McCulloh's work inspires me to read again Carey McWilliams' 1946 classic expose of the region, Southern California Country: An Island on the Land; UCLA urban historian Eric Monkennen's work on the corporate city; and of course Mike Davis' City of Quartz. Outsider and Brit Reyner Banham wrote in his 1971 Los Angeles: The Architecture of Four Ecologies, that "in terms of some of the most basic and unlovely but vital drives of the urban psychology of Los Angeles, the flat plains are indeed the heartlands of the city's Id." These "Plains of Id" were the place where, as Bill Fulton wrote, "working and middle-class Angelenos had come to seek their membership in the national suburb."

Today, when nostalgia for a calmer vision of Southern California washes over folks here, probably the two most important remembrances are of acres and acres of orange groves and riding the Big Red Cars for a nickel. "It was all groves, as far the eye could see," and "you could go anywhere on the Red Cars" often flow from the lips of those born in the vast region or those who came here before, during, and just after the Second World War. What they are remembering is really the citrus belt, or at least an icon thereof. By the 1940s when this packing label was produced, the mythical landscape included automobiles, good roads, and exemplified the sense of the idyllic and the pastoral -- a landscape that was at once rural and suburban, industrial and agricultural. The landscape created by the citrus industry, which by 1930 had grossed over 100 million dollars for Southern California growers, more that year than Hollywood, than wheat, than oil, helped to set the modern stage for industrial production, class and race relations, and the growth of both cities and suburbs. As one of the earliest drivers of the "growth machine," the citrus industry's achievement, if that is what it can be called, was the relentless creation of this idyllic myth until, in literary historian Raymond Williams' words, "there [was] nothing countervailing, and selected images [stood] as themselves: not in a living but in an enamelled world."
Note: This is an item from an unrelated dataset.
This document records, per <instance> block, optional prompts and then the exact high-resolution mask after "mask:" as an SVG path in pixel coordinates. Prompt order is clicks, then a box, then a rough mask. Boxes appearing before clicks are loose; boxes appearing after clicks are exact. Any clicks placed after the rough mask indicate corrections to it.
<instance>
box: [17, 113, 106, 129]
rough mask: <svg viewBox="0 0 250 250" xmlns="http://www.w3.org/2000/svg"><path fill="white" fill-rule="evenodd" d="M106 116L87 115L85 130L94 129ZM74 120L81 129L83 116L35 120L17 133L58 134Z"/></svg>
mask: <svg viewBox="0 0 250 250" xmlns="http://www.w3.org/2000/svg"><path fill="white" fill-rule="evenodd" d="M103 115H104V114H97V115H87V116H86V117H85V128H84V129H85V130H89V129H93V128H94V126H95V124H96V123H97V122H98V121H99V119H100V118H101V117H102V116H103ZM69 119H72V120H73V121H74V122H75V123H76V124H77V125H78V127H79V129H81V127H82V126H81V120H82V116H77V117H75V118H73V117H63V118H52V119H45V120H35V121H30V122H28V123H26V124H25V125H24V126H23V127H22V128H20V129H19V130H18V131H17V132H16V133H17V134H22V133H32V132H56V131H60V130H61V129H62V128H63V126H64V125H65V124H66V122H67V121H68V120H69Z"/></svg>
By chipping away at the years of enamelled build-up, at the mythical archaeology of L.A., Doug McCulloh shows us the rich variety of layers in the region, layers of experience, of place, of perception, of wealth, of understanding. For years now, he has embarked on his Dada pilgrimage to Chanceville, seemingly fearless, armed with his camera and incredibly open and gentle personality, ready to observe and learn -- two acts which basin dwellers seem more and more reluctant to do. He inspires us to look both forward and backward in an attempt to understand where we exist today.